Survival models in rstanarm


#21

Sorry, details like: I/we don’t know integrals of most exponentials of cubic polynomials… so you have to approximate or pick some other positive functions for bases that we do know. For example currently in Stan it’s easy to pick normal pdf for the basis function and use the CDF in the integral (where the CDF is an approximation).


#22

I think frailtypack, for example, uses M-splines directly on the hazard scale and I-splines directly on the cumulative hazard scale. But they aren’t in the MCMC setting.

In stan_jm things are modelled on the log hazard scale using B-splines, but then quadrature is used at every iteration of the MCMC to numerically obtain the cumulative hazard for use in the log-likelihood. The quadrature is computation you want to avoid. It is unavoidable in stan_jm because the nature of the model means there is no analytical solution to the cumulative hazard, but that needn’t be the case in most settings. So if possible you want an analytical form available for the (log) cumulative hazard when assuming proportional hazards and when introducing non-proportional hazards.

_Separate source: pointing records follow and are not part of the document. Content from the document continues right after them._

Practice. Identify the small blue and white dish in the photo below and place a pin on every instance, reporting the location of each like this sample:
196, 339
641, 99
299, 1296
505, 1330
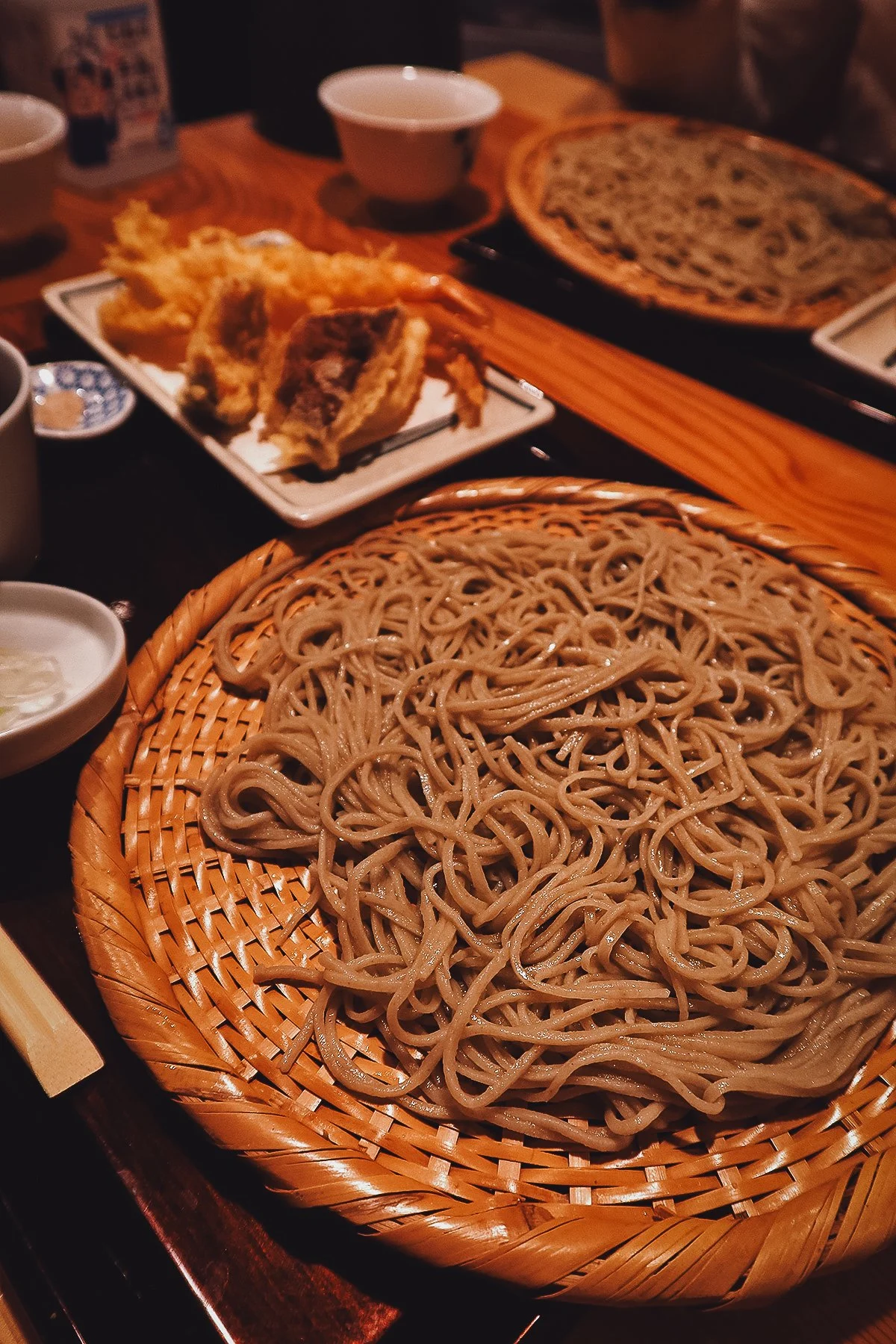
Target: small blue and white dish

I think an additional benefit of Royston and Parmar modelling things on the log cumulative hazard scale is that that the introduction of time-dependent effects is easy (modelled using natural cubic splines, through an interaction between the hazard ratio and the spline basis, on the log cum haz scale) because they have analytical forms for everything – so even with time-dependent effects the models are super fast to fit (see stpm2 in Stata, or the rstpm2 package in R). I don’t think this would be the case if working on the log hazard scale as the introduction of time-dependent effects (i.e. non-proportional hazards) would mean you have to start using quadrature within each MCMC iteration. But I might be wrong. A downside of introducing time-dependent effects on the log cum haz scale is that interpretation is more difficult, but that isn’t the end of the world, since you can just plot things (e.g. the time-dependent haz ratio).


#23

Yes this is a good point. M-splines are easy to integrate, because they’re just piecewise polynomials, so we can integrate them in closed form. In fact, in my code I did symbolic integration using a package called Ryacas. It would be straight-forward to have your hazard function be defined by M-splines (which are positive), then the cumulative hazard function which is the integral would be an I-spline.

Of course you’d have to let the user define the domain of time over which they want to model and how many splines they want in that domain, but that should be straight-forward. Most people have a good idea whether survival for their specific problem is on the scale of days or months or whatever.

Anyway, it sounds like an interesting project, and I’ve always been interested in survival models. Let me know if you all need help with implementation or anything. I’d be to happy to chip in.


#24

Thanks for your feedback and offer to chip in. I will come back to it, actually I am doing so right now ;-) :

Out of curiosity, why didn’t you use the form presented in Eq (5) in the Ramsay paper, instead of integrating symbolically? Maybe I am overseeing something.

Not sure if I understand the version in Eq (5) correctly, but it seems that for any x one wants to evaluate (that lies within [L,U], in Ramsay’s notation) one has to determine the j s.t. t_j \leq x < t_{j+1}. I see how this works for any x\in [L,U) but what about x=U, there is no j that fulfils the above…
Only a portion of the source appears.